When not indulging in slasher-flick stylistics, Jarecki and DP Michael Seresin give All Good Things an icy, washed-out color palette, full of dull boardroom grays and the cool blues of a darkened, moonlit apartment. But this is one of those movies where even the attempt at aesthetic coherence feels like an affront. Why bother to nattily plot out the film’s visual vocabulary when the story itself is treated as little more than ripped-from-the-headlines sensationalism, devoid of nuance and empathy?

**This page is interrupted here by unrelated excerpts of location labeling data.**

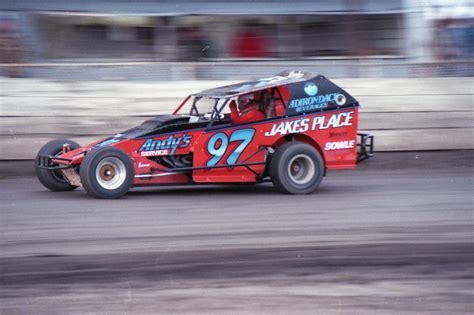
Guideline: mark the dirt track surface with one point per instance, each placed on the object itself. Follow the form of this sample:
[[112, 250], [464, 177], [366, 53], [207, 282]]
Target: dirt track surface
[[394, 236]]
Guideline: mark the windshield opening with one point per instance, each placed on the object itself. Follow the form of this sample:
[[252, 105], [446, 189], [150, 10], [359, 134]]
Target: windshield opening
[[202, 108]]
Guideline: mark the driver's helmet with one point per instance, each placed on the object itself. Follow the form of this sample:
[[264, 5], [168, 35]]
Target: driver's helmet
[[245, 102]]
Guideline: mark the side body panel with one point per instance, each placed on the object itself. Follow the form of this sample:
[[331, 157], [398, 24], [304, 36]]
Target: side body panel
[[333, 133]]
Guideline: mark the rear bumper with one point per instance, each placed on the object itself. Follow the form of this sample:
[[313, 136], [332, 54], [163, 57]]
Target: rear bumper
[[365, 146]]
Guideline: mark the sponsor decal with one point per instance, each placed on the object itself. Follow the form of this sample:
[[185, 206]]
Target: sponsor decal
[[335, 134], [310, 89], [304, 124], [339, 145], [166, 146], [313, 101]]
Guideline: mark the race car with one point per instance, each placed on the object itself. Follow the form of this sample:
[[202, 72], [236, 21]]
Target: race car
[[288, 129]]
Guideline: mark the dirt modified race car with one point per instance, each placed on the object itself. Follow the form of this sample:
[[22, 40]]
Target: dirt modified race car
[[287, 129]]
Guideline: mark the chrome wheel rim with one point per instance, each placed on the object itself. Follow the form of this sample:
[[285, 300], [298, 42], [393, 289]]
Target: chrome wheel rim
[[301, 169], [110, 173]]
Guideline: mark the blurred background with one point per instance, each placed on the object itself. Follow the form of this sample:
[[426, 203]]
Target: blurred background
[[88, 69], [209, 39]]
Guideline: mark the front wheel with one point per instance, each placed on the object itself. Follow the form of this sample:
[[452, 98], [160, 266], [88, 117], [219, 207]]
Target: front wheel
[[107, 173], [296, 168]]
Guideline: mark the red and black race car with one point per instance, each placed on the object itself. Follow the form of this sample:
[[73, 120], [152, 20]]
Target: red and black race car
[[287, 129]]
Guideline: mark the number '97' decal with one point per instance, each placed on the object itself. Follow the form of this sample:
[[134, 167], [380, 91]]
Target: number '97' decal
[[219, 142]]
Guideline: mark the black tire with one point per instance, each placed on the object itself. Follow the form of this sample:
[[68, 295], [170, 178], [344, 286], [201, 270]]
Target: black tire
[[54, 179], [296, 168], [107, 173]]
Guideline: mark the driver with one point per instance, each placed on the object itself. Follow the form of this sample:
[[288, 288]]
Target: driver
[[247, 103], [249, 108]]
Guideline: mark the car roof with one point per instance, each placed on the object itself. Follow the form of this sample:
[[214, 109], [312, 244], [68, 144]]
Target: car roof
[[281, 79]]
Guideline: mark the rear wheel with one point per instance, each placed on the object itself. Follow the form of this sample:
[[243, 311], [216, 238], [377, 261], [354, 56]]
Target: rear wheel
[[296, 168], [107, 173]]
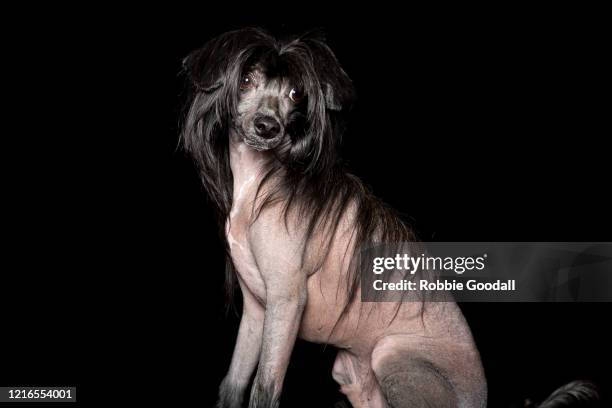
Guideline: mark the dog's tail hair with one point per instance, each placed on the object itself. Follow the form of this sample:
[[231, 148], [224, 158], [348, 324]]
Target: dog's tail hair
[[573, 394]]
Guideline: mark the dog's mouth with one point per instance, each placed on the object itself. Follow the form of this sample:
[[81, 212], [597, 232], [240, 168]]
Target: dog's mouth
[[261, 144]]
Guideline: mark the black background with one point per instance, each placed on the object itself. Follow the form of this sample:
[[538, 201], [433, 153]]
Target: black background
[[476, 124]]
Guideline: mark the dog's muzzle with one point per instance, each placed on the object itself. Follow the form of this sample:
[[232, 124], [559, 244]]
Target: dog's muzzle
[[267, 127]]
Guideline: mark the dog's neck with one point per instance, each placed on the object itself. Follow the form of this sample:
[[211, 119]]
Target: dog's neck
[[248, 166]]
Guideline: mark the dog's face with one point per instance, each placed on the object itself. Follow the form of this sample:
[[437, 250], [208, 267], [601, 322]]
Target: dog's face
[[267, 108]]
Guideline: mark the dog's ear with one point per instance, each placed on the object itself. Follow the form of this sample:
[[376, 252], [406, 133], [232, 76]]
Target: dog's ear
[[337, 87], [339, 96], [203, 68]]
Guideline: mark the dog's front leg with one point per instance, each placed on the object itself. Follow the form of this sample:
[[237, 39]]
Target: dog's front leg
[[284, 307], [246, 352]]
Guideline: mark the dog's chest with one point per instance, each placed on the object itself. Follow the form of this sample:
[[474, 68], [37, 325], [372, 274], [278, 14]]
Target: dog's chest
[[236, 231]]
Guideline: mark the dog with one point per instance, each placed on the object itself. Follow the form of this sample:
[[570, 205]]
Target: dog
[[263, 124]]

By the time All Good Things heads into its final act, camp has reared its head. Hiding out in Galveston Bay, Texas, after fleeing New York almost twenty years after Katie's disappearance, David somewhat inexplicably disguises himself as a mute woman, donning a frumpy housedress, thick glasses, and a curly wig. (Think a svelte, Caucasian version of Tyler Perry’s Madea.) Yet as the film winds its way through David’s latter-day crimes (committed with the help of the singularly named Malvern Bump, a lonely old neighbor played by Philip Baker Hall), the impulse to dismiss All Good Things gets frequently short-circuited by the film’s own smug stance towards its material. Its tone of lazy self-satisfaction makes all the more exasperating the film’s conclusion, which maintains an air of “ambiguity” around David’s supposed crimes while blunt-as-bricks intertitles solemnly inform us of David’s continued evasion from the law. Don’t you see: Jarecki has a point to make about the corrupting power of wealth, the unknowable darkness of the human heart, the unsavory influence that the rich have in society, etc. As much as I wanted to chuckle haughtily at how much gall it takes to wrap this sneering, overcooked mess in a moralistic bow, the snickers got stuck in my throat. You can laugh at “trashy”, but this is just trash.